RADARSEMARANG.ID, Semarang - Ratusan warga Desa Wisata Kandri kembali menggelar Festival Obang-Abing. Sekitar 35 Obang-Abing di arak dari Omah Sawah menuju Omah Pintar Petani.
Festival tersebut sebagai upaya melestarikan tradisi dan sarat makna bahwa petani mampu mengusir hama tanpa menggunakan bahan kimia.
Obang-Abing dibuat dari kain dengan beragam bentuk dan rupa serta ukuran. Tradisi itu juga bentuk rasa syukur dan pengharapan warga agar panen melimpah.
Sepanjang perjalanan arak-arakan mendapat sambutan antusias masyarakat. Dengan memakai baju adat dan petani para peserta membawa Obang-Abing yang menjadi alat pengusir hama wereng tanaman petani. Setelah diarak Obang-Abing dipasang di area persawahan.

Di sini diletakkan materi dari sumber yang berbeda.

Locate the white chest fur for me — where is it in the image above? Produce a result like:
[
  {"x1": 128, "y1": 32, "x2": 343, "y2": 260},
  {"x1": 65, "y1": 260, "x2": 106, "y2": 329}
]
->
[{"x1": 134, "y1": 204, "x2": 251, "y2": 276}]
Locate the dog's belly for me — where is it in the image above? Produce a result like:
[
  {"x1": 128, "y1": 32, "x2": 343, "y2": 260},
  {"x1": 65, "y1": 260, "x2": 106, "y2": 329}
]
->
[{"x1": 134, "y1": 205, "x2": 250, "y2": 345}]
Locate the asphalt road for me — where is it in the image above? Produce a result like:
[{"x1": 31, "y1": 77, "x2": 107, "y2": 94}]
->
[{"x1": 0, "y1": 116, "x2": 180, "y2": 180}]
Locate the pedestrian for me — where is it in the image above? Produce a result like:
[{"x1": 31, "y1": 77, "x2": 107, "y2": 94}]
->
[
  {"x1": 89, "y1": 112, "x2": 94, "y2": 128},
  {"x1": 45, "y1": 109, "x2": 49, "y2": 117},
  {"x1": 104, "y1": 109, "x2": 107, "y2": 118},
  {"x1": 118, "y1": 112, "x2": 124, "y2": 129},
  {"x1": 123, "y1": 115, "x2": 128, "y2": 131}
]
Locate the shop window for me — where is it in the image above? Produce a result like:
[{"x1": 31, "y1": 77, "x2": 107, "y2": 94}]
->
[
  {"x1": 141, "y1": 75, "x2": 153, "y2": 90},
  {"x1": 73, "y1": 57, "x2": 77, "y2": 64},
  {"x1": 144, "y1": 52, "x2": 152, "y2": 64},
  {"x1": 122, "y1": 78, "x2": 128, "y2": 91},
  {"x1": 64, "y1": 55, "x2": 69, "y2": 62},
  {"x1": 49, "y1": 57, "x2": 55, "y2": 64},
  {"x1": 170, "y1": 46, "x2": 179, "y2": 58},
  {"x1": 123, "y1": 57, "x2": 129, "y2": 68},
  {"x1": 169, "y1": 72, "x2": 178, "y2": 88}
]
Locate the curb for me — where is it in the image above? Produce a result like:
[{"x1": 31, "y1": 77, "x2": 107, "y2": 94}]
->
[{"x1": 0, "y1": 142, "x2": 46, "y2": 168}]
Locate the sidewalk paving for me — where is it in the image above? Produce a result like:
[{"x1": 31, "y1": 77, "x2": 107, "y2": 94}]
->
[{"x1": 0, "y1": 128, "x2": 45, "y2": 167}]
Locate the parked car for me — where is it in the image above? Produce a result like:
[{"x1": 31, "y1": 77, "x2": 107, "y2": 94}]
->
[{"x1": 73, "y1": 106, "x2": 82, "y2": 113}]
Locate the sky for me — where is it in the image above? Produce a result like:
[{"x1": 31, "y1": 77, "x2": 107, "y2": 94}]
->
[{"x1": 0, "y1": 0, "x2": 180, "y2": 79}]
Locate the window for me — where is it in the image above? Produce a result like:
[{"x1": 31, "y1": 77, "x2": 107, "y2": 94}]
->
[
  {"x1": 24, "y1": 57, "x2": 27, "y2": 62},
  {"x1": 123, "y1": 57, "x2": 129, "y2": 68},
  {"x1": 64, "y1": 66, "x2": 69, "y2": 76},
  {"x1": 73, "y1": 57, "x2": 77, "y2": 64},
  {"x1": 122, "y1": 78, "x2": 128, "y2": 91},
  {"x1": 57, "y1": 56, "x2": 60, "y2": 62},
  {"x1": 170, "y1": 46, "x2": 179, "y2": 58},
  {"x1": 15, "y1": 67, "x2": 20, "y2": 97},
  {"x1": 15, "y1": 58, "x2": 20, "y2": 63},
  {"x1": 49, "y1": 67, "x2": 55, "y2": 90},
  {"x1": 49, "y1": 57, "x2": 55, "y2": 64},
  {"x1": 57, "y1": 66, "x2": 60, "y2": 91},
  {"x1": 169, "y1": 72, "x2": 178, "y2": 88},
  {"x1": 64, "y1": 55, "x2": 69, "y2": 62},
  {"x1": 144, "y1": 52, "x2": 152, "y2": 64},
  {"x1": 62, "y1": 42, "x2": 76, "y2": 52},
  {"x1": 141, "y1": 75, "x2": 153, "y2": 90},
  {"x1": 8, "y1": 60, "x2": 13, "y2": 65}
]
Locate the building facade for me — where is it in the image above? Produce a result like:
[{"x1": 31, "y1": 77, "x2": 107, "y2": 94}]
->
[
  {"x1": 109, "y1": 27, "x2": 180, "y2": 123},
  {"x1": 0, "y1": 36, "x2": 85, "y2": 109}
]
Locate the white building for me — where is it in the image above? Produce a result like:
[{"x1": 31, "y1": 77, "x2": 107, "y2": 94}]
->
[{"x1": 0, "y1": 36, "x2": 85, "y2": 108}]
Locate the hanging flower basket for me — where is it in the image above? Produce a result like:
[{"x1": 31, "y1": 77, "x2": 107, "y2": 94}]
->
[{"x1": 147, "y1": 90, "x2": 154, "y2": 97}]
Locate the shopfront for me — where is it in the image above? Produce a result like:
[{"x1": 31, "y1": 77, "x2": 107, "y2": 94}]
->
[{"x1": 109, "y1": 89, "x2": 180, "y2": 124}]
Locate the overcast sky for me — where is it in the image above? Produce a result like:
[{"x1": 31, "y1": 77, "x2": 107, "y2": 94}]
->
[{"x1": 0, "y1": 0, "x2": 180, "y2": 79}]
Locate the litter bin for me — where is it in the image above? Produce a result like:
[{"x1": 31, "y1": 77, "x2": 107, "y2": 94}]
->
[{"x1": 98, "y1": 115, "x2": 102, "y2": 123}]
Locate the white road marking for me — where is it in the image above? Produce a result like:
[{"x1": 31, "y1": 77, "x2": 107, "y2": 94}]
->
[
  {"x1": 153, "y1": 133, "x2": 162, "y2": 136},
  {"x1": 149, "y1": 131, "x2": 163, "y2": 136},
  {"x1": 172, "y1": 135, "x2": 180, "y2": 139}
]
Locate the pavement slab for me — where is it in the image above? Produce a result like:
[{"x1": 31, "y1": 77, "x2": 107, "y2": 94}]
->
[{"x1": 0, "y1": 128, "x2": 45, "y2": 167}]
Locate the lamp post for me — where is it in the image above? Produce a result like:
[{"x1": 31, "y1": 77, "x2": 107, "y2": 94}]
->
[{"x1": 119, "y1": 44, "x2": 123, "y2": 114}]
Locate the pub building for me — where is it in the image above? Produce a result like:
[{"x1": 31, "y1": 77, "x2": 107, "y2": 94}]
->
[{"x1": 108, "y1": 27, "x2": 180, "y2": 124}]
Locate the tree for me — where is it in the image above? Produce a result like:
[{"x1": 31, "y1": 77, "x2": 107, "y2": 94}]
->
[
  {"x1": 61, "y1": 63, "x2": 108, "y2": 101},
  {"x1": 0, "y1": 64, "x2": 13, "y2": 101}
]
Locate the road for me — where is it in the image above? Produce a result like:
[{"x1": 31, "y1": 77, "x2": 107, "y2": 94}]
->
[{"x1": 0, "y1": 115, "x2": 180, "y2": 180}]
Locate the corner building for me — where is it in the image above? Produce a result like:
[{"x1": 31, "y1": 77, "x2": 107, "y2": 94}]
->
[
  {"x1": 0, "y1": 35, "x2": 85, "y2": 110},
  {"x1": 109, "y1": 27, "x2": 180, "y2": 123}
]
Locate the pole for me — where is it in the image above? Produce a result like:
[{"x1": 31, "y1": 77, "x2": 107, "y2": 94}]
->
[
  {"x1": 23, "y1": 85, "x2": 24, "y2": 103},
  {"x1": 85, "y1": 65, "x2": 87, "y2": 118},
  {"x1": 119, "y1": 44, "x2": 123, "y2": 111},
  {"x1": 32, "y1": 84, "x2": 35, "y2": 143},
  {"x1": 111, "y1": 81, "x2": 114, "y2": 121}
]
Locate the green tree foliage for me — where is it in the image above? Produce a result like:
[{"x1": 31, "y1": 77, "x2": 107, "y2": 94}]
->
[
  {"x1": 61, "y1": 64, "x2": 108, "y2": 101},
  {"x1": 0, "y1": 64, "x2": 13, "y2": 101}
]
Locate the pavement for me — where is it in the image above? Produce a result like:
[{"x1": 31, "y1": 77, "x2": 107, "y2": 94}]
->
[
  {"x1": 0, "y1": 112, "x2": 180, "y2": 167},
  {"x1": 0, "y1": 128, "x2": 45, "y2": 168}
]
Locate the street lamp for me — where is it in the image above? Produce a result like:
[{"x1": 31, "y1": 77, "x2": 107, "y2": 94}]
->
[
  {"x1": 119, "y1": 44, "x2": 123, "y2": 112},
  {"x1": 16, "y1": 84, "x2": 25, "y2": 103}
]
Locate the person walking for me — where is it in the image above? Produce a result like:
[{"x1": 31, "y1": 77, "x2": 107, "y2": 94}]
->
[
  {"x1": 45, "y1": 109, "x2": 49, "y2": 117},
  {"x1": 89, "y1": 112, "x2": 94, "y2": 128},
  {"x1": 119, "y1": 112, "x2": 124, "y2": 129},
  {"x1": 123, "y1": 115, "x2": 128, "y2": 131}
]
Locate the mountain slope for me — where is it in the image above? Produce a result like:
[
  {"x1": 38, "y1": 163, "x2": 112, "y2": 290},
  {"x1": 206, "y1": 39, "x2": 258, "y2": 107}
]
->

Ketua Penyelenggara Masduki mengungkapkan, festival merupakan tradisi warga Kandri untuk kembali ke alam. Sebagai mata pencaharian warga yang mayoritas petani, Obang-Abing punya fungsi vital bagi tanaman-tanaman di sawah.
“Tidak perlu memakai bahan kimia. Ternyata dengan Obang-Abing pun bisa,” ujarnya.
Ia menganalogikan, jika hama diberantas menggunakan pestisida justru akan kedatangan kembali dengan jumlah yang banyak.
Layaknya manusia ketika meninggal mereka akan mendatangi dan mengerumuni. Berbeda jika diletakkan Obang-Abing atau jebakan di sawah.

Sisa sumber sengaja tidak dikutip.